A CBDC brasileira também está incluída nessa agenda e está em desenvolvimento desde novembro de 2021, dentro do Lift Challenge – Real Digital, projeto do Laboratório de Inovações Financeiras e Tecnológicas (Lift), da Federação Nacional de Associações dos Servidores do Banco Central (Fenasbac), em parceria com o Banco Central.
Qual a função do real digital?
A diferença prática do real digital de moedas digitais de outros bancos centrais é que, do ponto de vista do propósito – inovação, eficiência, inclusão, competitividade e redução de custos -, o Pix atende às necessidades do varejo – pessoas físicas, empreendedores, pequenas empresas.
O real digital propriamente dito será utilizado em transações no atacado, ou seja, entre instituições financeiras e grandes corporações, que transacionam um volume grande de recursos.
Para o cidadão comum, um real no bolso, na conta ou no cartão é o mesmo dinheiro. Com o real digital não será diferente. O que muda é o formato e a tecnologia por trás, reforça Portilho. A mesma coisa para dólar, euro ou qualquer outra moeda fiduciária digitalizada.
O que está se desenvolvendo não é uma nova moeda. É uma nova infraestrutura. “Do mesmo jeito que, antigamente, você só negociava com o dinheiro físico. Depois, com a criação do sistema de compensação, passamos a usar o cheque. Evoluímos para o sistema DOC e TED. E agora, o Pix”, ressalta Portilho.
“Ninguém precisa explicar para as pessoas como é que funciona a infraestrutura do Pix”, observa Portilho. “Elas simplesmente usam o sistema para pagar alguma coisa ou transferir dinheiro para outra pessoa.” A usabilidade e a funcionalidade do sistema tornou a adoção praticamente imediata por milhões de brasileiros.

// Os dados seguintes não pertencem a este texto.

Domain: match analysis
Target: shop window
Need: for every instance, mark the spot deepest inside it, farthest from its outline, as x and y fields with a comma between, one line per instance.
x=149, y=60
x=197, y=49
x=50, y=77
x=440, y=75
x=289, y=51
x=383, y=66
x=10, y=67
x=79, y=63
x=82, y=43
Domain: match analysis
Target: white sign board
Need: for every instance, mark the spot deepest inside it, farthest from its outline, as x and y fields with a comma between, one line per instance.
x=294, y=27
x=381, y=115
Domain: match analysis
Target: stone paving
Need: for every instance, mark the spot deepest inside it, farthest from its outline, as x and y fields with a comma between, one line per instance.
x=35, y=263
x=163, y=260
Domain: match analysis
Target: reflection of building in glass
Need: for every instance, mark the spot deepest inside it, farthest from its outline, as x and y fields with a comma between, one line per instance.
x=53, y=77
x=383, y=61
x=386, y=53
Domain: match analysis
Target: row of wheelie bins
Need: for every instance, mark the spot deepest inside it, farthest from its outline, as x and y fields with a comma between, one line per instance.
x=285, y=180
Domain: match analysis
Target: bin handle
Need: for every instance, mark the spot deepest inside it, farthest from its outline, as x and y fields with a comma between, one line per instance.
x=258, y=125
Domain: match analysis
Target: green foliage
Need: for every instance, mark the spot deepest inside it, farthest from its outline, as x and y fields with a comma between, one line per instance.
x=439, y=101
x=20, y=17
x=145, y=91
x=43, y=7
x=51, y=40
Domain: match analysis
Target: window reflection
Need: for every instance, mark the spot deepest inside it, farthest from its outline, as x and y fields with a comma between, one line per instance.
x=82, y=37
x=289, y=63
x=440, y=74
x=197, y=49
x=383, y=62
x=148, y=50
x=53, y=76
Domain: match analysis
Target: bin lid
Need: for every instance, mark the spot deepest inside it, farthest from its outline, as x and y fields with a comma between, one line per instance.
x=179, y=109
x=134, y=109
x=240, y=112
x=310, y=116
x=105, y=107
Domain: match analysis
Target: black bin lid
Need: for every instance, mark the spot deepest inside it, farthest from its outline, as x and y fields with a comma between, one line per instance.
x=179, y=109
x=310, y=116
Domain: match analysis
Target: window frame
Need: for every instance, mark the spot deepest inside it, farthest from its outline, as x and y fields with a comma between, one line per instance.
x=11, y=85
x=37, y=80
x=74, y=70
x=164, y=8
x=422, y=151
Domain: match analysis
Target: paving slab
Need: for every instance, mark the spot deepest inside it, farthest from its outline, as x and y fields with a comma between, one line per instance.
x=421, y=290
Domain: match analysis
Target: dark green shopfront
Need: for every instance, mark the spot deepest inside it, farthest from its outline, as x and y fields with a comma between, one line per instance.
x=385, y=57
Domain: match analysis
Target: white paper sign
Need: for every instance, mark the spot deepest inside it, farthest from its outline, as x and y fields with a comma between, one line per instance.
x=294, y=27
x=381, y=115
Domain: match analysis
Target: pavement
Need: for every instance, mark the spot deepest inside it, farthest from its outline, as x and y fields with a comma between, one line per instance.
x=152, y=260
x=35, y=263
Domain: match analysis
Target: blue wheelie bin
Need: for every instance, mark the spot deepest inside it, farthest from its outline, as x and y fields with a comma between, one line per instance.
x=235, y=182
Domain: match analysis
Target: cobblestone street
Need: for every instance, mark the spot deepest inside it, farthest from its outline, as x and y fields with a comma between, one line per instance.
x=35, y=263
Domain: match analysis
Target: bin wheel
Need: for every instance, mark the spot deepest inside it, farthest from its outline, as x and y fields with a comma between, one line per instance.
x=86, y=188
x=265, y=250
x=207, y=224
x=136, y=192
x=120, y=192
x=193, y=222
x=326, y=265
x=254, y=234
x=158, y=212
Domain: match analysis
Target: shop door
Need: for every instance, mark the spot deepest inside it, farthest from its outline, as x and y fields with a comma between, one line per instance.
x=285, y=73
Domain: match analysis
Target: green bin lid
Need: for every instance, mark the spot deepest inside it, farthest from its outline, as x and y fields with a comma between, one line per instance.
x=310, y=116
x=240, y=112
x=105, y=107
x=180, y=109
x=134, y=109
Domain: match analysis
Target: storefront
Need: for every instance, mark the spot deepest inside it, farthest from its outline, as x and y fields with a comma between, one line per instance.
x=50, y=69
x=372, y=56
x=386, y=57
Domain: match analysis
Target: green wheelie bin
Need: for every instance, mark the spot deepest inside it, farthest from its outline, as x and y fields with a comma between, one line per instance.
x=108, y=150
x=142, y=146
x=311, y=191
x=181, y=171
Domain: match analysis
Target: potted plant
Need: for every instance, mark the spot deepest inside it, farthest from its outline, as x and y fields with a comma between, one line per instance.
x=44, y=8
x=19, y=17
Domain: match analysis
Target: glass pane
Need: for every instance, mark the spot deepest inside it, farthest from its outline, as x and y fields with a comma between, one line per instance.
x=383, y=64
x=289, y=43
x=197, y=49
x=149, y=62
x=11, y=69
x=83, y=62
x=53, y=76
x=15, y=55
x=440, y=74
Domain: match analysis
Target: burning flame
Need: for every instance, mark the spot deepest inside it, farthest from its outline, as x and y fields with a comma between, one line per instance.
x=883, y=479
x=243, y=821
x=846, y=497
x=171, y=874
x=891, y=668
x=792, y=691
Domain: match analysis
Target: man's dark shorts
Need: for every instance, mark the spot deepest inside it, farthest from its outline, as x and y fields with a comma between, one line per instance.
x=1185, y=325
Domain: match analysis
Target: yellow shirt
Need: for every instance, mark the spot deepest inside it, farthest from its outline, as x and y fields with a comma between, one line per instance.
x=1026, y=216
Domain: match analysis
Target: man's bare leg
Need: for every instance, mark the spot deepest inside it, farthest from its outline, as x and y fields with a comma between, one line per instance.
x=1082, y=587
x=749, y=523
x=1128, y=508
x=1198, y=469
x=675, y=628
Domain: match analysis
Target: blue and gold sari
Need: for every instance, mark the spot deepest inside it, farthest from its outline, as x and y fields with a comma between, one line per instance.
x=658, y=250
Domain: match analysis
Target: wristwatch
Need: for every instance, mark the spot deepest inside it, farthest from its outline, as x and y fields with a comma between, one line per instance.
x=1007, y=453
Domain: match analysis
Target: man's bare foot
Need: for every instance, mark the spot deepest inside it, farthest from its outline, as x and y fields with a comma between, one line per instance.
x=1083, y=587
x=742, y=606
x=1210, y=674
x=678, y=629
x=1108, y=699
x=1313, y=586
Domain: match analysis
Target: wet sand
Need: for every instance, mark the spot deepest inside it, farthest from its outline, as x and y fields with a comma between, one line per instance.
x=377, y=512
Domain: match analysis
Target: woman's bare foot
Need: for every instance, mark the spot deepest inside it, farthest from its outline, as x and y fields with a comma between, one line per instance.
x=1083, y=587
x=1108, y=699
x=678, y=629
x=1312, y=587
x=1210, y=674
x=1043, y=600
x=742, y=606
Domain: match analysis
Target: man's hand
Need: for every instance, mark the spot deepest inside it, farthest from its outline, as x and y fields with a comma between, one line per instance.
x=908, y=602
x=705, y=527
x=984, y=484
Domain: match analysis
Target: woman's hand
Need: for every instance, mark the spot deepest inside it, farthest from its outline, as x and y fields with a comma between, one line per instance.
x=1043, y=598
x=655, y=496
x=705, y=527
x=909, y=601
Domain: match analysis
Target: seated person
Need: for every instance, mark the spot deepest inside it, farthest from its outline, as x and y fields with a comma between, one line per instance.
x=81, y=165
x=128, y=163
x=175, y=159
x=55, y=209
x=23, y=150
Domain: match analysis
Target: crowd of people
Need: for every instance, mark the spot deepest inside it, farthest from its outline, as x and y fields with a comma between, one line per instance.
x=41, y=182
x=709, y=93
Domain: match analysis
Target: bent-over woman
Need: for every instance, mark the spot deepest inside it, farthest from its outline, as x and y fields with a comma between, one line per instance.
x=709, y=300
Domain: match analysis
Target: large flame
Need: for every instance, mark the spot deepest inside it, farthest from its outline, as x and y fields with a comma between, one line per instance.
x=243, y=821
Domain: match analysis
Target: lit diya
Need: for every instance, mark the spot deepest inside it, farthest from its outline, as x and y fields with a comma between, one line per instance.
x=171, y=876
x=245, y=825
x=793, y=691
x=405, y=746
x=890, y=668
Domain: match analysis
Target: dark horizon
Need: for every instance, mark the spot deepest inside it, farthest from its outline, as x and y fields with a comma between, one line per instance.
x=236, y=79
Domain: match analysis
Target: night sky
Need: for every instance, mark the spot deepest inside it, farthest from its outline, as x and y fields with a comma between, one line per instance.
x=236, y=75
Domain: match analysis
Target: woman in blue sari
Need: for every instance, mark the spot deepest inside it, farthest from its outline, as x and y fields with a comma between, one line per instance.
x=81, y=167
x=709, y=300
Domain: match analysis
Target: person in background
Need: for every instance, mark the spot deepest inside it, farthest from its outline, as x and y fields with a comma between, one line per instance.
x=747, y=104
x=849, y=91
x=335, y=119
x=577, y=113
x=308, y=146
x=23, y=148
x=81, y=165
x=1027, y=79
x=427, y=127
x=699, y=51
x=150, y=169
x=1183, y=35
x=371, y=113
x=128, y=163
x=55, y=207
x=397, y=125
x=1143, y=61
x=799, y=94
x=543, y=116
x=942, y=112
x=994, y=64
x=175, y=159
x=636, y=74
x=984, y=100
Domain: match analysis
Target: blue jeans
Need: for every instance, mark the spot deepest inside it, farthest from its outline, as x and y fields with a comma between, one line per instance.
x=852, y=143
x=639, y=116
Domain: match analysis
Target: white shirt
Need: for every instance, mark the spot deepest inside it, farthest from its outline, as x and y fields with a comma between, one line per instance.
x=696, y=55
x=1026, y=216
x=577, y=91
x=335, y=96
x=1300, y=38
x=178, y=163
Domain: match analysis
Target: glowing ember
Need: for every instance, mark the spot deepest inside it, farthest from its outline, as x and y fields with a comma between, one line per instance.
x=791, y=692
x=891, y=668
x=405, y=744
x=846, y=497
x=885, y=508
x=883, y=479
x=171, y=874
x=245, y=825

“O Pix é um modelo para o mundo todo”, ressalta César. “A digitalização do real não vai trazer uma vantagem tangível para o usuário comum, no sentido de ter transações mais rápidas ou mais fáceis. Já tem o Pix e todas as suas funcionalidades que estão sendo implementadas.”
Para o varejo
Sem um sistema de pagamentos instantâneos como o brasileiro, há países que estão pensando em sua moeda digital para ser usada como instrumento de meio de pagamento para o varejo, como a China por exemplo. “As aplicações das CBDCs estão sendo desenhadas no mundo, variando de país para país”, conta Portilho.
“O caminho que o Brasil está adotando para o real digital é de utilização apenas pelo atacado, ou seja, vai ser uma moeda de transações entre instituições financeiras ou instituições que estejam participando do sistema de pagamentos”, reforça Portilho.